Bu dönemde araştırma pozisyonu bulamayıp, akademide tabu olan daha derin konulara da meraklı bir grup Berkeleyli fizikçi, bir karşı kültür beşiği olan San Francisco’da Fundamental Fysiks grubunu kurar. Her hafta toplanıp kuantum fiziği ve mistisizm, gerçekliğin temelleri gibi konularda tartışmaya, yeni “teoriler” oluşturmaya çalışırlar. John Bell’in yeni yeni duyulan ve dolanıklığın deneylerle test edilebileceğini söyleyen makalesi ise grubun tartıştığı ana konulardan biriydi. O kadar ki bu fikri ilk defa deneyle test eden Berkeley fizikçisi John Clauser da grubun bir parçasıydı. Grubu destekleyenler arasında ise CIA de vardı; akıl kontrolü deneylerinde Sovyetlerin öne geçtiğinden korkan CIA grubun kuantum fiziği ile akıl kontrolü deneylerini Stanford Araştırma Enstitüsü’nde desteklemiş, San Francisco gazetelerinde düşünce gücüyle kaşık bükme deneylerinden bahsedilir olmuştu.

Grup üyelerinden Nick Herbert ise 1981 yılında kuantum dolanıklık fikrini kullanarak ışıktan daha hızlı sinyal gönderilebileceğini iddia eden bir makale yayımlar. Kendisinin şansı ise bu makalenin yayımlanmadan önce dergi tarafından hakemlik için Asher Peres’e yollanması olur. Peres daha sonra, fikrin doğru olamayacağını bildiğini zira Einsten’ın görelilik kuramı ile çeliştiğini fakat nerede yanlış olduğunu bulamadığını ve bu yanlışın bulunması için yayımlanması istediğini söyleyecektir. makale yayımlandıktan hemen sonra alandaki bazı fizikçilerin dikkatini çeker ve yanlışın nerede olduğu hemen bulunur. Peres’i gözden kaçırdığı yanlış ise Herbert’in ışıktan hızlı sinyal gönderen cihazının, bir kuantum parçacığının aynısını kopyalayacağını varsayması olmuştur. Ünlü fizikçi John Wheeler’ın öğrencileri Zurek ve Wootters 1982 yılında çok basit bir şekilde gösterir ki bir cihaz bir kuantum parçanın aynısını klonlayamaz; bu kuantum fiziği kanunlarına aykırıdır.
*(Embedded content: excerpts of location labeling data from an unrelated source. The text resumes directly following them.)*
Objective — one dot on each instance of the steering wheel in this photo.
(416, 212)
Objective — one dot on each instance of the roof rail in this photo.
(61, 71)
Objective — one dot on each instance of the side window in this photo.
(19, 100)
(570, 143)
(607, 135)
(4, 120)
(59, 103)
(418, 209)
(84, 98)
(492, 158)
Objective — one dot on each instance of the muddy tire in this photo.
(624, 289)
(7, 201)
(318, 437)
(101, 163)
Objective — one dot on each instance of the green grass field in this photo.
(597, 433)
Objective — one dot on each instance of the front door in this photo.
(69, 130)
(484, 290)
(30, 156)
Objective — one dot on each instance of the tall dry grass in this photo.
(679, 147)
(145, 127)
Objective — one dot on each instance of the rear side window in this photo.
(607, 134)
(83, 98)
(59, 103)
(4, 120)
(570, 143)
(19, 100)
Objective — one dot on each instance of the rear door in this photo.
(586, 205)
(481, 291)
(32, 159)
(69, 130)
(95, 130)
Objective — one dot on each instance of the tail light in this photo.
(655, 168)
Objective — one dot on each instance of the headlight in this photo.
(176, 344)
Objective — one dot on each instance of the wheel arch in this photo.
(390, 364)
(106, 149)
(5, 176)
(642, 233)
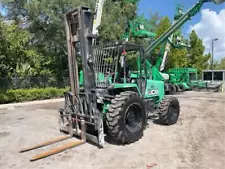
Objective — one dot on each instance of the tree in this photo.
(16, 52)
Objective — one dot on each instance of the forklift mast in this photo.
(79, 41)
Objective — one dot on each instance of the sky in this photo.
(209, 23)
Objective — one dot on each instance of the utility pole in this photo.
(212, 62)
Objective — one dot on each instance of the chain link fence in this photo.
(33, 82)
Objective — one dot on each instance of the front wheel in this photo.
(126, 118)
(169, 111)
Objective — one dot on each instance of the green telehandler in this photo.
(117, 107)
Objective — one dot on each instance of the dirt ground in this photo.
(197, 141)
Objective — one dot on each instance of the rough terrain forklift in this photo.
(119, 105)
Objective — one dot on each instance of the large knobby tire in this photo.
(126, 119)
(169, 111)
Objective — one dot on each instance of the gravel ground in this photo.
(196, 141)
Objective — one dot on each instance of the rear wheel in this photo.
(169, 111)
(126, 118)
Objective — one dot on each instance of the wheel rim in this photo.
(173, 111)
(133, 118)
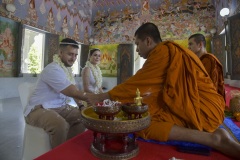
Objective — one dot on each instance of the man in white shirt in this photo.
(48, 106)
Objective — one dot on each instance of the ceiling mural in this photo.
(115, 21)
(69, 18)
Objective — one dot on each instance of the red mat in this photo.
(78, 148)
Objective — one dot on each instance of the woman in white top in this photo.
(91, 73)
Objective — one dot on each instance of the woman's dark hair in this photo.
(148, 29)
(67, 41)
(92, 51)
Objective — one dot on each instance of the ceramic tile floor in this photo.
(11, 129)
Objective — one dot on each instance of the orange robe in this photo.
(178, 90)
(215, 70)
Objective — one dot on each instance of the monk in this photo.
(182, 100)
(197, 44)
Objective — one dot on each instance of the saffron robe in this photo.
(178, 91)
(215, 70)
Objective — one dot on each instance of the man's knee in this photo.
(58, 126)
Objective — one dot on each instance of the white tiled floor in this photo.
(11, 129)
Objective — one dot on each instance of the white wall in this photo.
(9, 86)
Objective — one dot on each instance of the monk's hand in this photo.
(92, 99)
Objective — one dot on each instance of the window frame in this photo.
(22, 41)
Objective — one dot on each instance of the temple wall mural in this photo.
(69, 18)
(115, 21)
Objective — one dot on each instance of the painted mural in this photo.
(8, 49)
(68, 18)
(115, 21)
(176, 19)
(108, 64)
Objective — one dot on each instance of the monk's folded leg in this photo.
(156, 131)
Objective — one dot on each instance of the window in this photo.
(32, 60)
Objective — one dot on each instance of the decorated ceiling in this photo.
(115, 21)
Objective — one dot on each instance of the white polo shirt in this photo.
(49, 85)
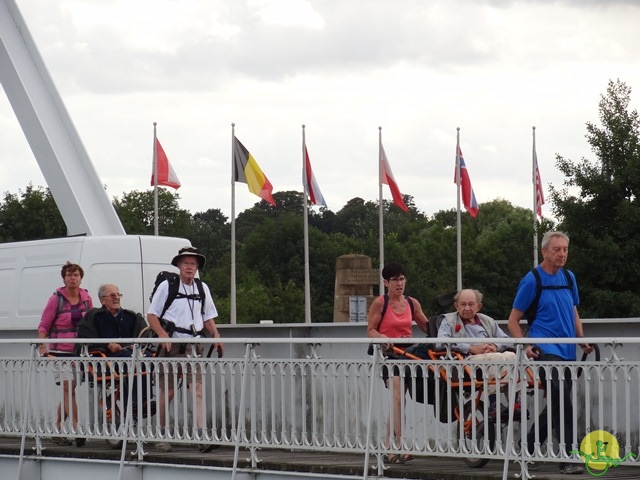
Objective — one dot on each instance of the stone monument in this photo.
(354, 278)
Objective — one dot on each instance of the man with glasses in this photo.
(466, 322)
(112, 321)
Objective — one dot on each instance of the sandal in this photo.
(394, 458)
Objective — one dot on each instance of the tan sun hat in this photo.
(189, 252)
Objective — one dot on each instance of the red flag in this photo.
(387, 178)
(538, 183)
(166, 176)
(468, 196)
(310, 183)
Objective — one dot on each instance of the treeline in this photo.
(598, 206)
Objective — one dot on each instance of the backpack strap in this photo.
(385, 306)
(174, 292)
(532, 311)
(59, 310)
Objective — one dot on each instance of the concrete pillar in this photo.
(354, 276)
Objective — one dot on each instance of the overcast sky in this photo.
(417, 68)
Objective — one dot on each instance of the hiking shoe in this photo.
(533, 467)
(148, 409)
(63, 442)
(570, 469)
(164, 447)
(517, 413)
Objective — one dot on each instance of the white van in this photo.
(30, 271)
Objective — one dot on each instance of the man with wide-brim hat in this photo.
(190, 314)
(189, 252)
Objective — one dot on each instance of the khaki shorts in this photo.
(169, 373)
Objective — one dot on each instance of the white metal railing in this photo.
(323, 402)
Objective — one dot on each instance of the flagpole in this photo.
(380, 212)
(535, 200)
(458, 216)
(232, 311)
(307, 280)
(155, 181)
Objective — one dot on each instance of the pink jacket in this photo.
(62, 327)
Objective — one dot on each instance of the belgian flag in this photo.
(246, 170)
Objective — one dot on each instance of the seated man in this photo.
(466, 322)
(112, 321)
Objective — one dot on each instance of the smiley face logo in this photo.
(599, 448)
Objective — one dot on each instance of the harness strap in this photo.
(63, 330)
(188, 331)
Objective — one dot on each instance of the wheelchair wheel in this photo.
(464, 432)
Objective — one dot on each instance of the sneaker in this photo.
(148, 409)
(63, 442)
(164, 447)
(571, 469)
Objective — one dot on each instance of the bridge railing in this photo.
(325, 395)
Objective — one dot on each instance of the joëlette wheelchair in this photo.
(113, 377)
(459, 391)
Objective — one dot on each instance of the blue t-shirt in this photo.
(556, 315)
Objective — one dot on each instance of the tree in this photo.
(599, 207)
(136, 209)
(30, 215)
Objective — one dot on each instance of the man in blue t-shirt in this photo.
(557, 317)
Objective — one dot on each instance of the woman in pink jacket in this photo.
(60, 319)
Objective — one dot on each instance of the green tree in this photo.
(599, 207)
(136, 210)
(31, 214)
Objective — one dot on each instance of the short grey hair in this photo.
(478, 294)
(103, 288)
(552, 234)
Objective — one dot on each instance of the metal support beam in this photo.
(54, 140)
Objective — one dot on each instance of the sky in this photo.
(418, 69)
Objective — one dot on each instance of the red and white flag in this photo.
(537, 181)
(386, 176)
(468, 196)
(166, 176)
(310, 183)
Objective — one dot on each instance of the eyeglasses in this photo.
(398, 279)
(114, 296)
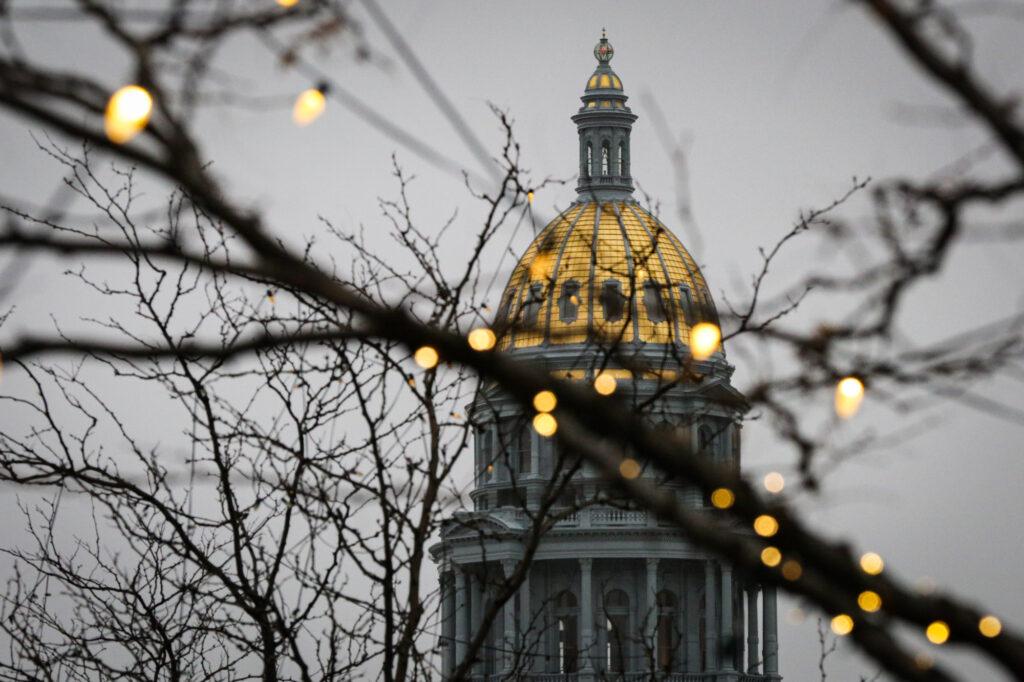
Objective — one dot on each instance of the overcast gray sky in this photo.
(780, 103)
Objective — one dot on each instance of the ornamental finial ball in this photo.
(603, 50)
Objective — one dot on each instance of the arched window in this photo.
(565, 619)
(668, 632)
(616, 623)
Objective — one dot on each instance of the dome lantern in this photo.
(604, 122)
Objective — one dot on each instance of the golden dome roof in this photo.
(604, 269)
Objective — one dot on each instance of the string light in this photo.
(792, 570)
(545, 424)
(545, 401)
(426, 356)
(722, 498)
(127, 113)
(770, 556)
(937, 632)
(869, 601)
(605, 384)
(705, 339)
(849, 394)
(481, 339)
(871, 563)
(765, 525)
(630, 468)
(309, 104)
(774, 482)
(989, 626)
(842, 625)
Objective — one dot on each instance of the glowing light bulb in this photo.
(989, 626)
(308, 105)
(774, 482)
(545, 424)
(630, 468)
(705, 340)
(770, 556)
(722, 498)
(842, 625)
(765, 525)
(937, 632)
(481, 339)
(871, 563)
(426, 356)
(545, 401)
(849, 394)
(127, 113)
(869, 601)
(605, 384)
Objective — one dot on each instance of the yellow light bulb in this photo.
(605, 384)
(426, 356)
(545, 401)
(765, 525)
(937, 632)
(774, 482)
(869, 601)
(630, 468)
(481, 339)
(308, 105)
(770, 556)
(989, 626)
(842, 625)
(849, 394)
(127, 113)
(722, 498)
(545, 424)
(871, 563)
(705, 339)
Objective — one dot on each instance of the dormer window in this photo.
(612, 301)
(568, 302)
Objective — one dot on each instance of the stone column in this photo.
(448, 612)
(476, 616)
(461, 616)
(752, 630)
(692, 619)
(509, 612)
(586, 615)
(726, 606)
(527, 641)
(651, 616)
(711, 620)
(771, 638)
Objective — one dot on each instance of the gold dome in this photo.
(608, 270)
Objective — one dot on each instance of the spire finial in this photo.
(603, 50)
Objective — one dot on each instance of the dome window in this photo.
(653, 302)
(612, 301)
(532, 305)
(568, 302)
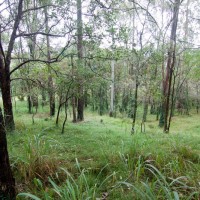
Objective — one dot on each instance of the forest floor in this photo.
(100, 159)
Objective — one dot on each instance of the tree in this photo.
(80, 105)
(7, 181)
(167, 85)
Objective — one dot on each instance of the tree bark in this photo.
(50, 79)
(112, 88)
(135, 106)
(170, 65)
(80, 106)
(7, 181)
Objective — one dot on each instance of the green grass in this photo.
(95, 159)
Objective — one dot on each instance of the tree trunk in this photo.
(170, 65)
(80, 106)
(6, 96)
(112, 88)
(50, 79)
(146, 103)
(7, 181)
(135, 106)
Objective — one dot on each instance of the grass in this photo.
(100, 159)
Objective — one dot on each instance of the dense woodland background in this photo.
(122, 70)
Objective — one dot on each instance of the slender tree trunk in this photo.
(7, 181)
(6, 95)
(50, 79)
(112, 88)
(80, 106)
(170, 65)
(135, 106)
(146, 103)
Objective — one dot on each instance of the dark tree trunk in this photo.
(5, 60)
(29, 104)
(80, 106)
(135, 106)
(7, 181)
(7, 103)
(74, 109)
(146, 103)
(170, 65)
(50, 79)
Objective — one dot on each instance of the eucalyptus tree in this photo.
(80, 104)
(12, 28)
(170, 64)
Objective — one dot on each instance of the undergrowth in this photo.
(100, 159)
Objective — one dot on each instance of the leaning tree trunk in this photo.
(170, 65)
(7, 181)
(7, 103)
(50, 78)
(6, 96)
(80, 106)
(135, 106)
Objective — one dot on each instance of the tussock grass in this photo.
(99, 158)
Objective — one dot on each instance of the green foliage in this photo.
(99, 157)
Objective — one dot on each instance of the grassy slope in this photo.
(108, 154)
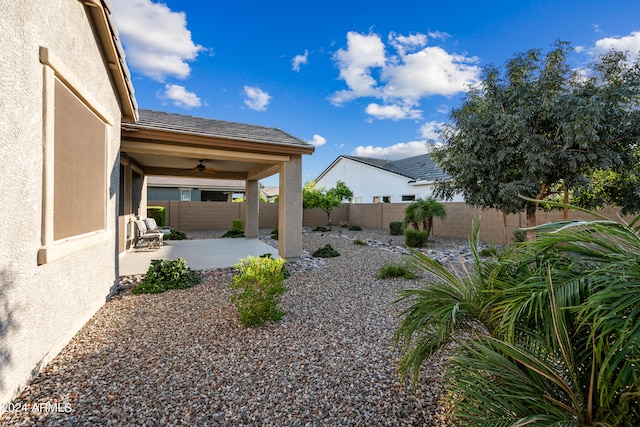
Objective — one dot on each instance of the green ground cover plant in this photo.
(164, 274)
(553, 328)
(258, 288)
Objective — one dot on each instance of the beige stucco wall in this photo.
(42, 307)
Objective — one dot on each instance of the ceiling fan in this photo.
(200, 167)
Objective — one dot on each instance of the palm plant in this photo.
(562, 342)
(423, 211)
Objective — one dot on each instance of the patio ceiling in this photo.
(172, 144)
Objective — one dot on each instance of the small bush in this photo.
(175, 235)
(326, 252)
(167, 274)
(489, 251)
(519, 235)
(391, 270)
(234, 234)
(258, 288)
(158, 213)
(395, 228)
(415, 238)
(237, 224)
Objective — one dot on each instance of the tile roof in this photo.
(417, 168)
(216, 128)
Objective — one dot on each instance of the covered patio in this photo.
(165, 144)
(200, 254)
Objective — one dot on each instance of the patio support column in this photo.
(251, 211)
(290, 209)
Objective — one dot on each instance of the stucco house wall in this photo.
(43, 304)
(371, 184)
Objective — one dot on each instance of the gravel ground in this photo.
(181, 358)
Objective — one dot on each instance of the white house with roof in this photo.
(384, 181)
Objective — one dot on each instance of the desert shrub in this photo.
(326, 252)
(519, 235)
(258, 288)
(392, 270)
(415, 238)
(158, 213)
(167, 274)
(237, 224)
(395, 228)
(175, 235)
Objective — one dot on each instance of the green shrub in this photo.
(258, 288)
(415, 238)
(158, 213)
(491, 251)
(326, 252)
(395, 228)
(234, 234)
(167, 274)
(392, 270)
(175, 235)
(519, 235)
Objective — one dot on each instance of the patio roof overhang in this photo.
(162, 147)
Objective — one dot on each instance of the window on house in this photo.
(75, 166)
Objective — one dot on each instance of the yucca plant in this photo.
(562, 341)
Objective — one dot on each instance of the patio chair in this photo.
(152, 238)
(152, 226)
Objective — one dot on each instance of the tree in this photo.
(327, 200)
(539, 129)
(552, 325)
(423, 211)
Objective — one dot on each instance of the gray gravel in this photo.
(182, 358)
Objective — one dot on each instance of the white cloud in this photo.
(393, 112)
(256, 98)
(156, 39)
(416, 71)
(363, 53)
(630, 43)
(431, 130)
(299, 60)
(180, 96)
(318, 140)
(397, 151)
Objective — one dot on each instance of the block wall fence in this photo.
(191, 216)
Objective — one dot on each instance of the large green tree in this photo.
(537, 128)
(327, 200)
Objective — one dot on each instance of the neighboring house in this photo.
(65, 89)
(194, 189)
(384, 181)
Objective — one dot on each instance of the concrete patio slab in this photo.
(201, 254)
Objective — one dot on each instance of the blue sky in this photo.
(373, 79)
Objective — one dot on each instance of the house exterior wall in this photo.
(43, 306)
(368, 182)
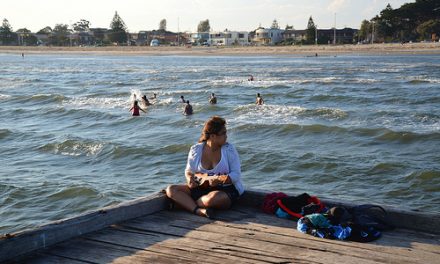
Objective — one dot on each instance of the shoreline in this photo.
(306, 50)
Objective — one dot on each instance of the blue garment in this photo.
(301, 227)
(282, 214)
(340, 232)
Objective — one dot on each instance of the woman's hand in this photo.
(191, 181)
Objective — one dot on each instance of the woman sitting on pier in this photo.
(213, 173)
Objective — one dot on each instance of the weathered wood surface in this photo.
(240, 235)
(12, 245)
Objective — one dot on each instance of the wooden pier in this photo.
(243, 234)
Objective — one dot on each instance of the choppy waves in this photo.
(335, 128)
(73, 148)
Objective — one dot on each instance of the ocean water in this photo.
(358, 128)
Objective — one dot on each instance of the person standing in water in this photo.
(212, 99)
(188, 109)
(135, 109)
(145, 101)
(259, 100)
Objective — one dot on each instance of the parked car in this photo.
(154, 43)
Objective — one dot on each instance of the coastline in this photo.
(306, 50)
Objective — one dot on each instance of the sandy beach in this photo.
(309, 50)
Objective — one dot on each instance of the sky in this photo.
(185, 15)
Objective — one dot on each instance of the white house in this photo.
(228, 38)
(268, 36)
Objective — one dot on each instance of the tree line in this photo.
(59, 34)
(411, 22)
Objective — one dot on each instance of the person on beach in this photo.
(212, 99)
(188, 109)
(219, 162)
(145, 102)
(135, 109)
(259, 100)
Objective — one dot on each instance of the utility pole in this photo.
(316, 34)
(334, 32)
(178, 31)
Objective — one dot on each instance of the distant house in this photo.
(42, 39)
(100, 35)
(325, 36)
(228, 38)
(294, 35)
(268, 36)
(145, 37)
(198, 37)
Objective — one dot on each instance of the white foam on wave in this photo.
(4, 96)
(78, 149)
(362, 80)
(97, 102)
(282, 114)
(425, 79)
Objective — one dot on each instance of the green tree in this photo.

Fundamental Fysiks grubunda “pişen” Herbert’in yanlışının düzeltilmesi Einstein’ın görelilik kuramını kurtarmakla kalmaz, aynı zaman “klonlama yasağı” teoremine de zemin olur. Bu teoremi kulllanan fizikçiler daha sonra kuantum bilgi kuramlarının temellerini atacak, kuantum hesaplama fikirleri bir şekilde buralardan filizlenecektir (Wheeler’in yanında doktora sonrası araştırmalar yapan David Deutsch hemen ertesi sene kuantum fiziği kullanarak hesaplama yapılabileceğini gösterir). Bugün kuantum haberleşme ve hesaplama alanları akıl almaz bir hızla büyümekte ve bilgi güvenliği konusunda stratejik araştırma alanları haline gelmekte. Bu alana büyük paralar akıtılmakta fakat yine kuantum fiziğinin temelleri merak edildiği için değil, ulusal güvenlik açığı vermemek ve Çin’in öne geçtiği bu yarışta arayı kapatmak için gibi görünüyor. Bana da doğrudan bu hippileri tanıyan fakat grubun parçası olmamış Raymond Chiao’nun öğrencisi Morgan Mitchell’in tavsiye ettiği How the Hippies Saved Physics, fizik tarihine ve bilimin politik dinamiklerine meraklı olanlara şiddetle tavsiye edeceğim bir kitap.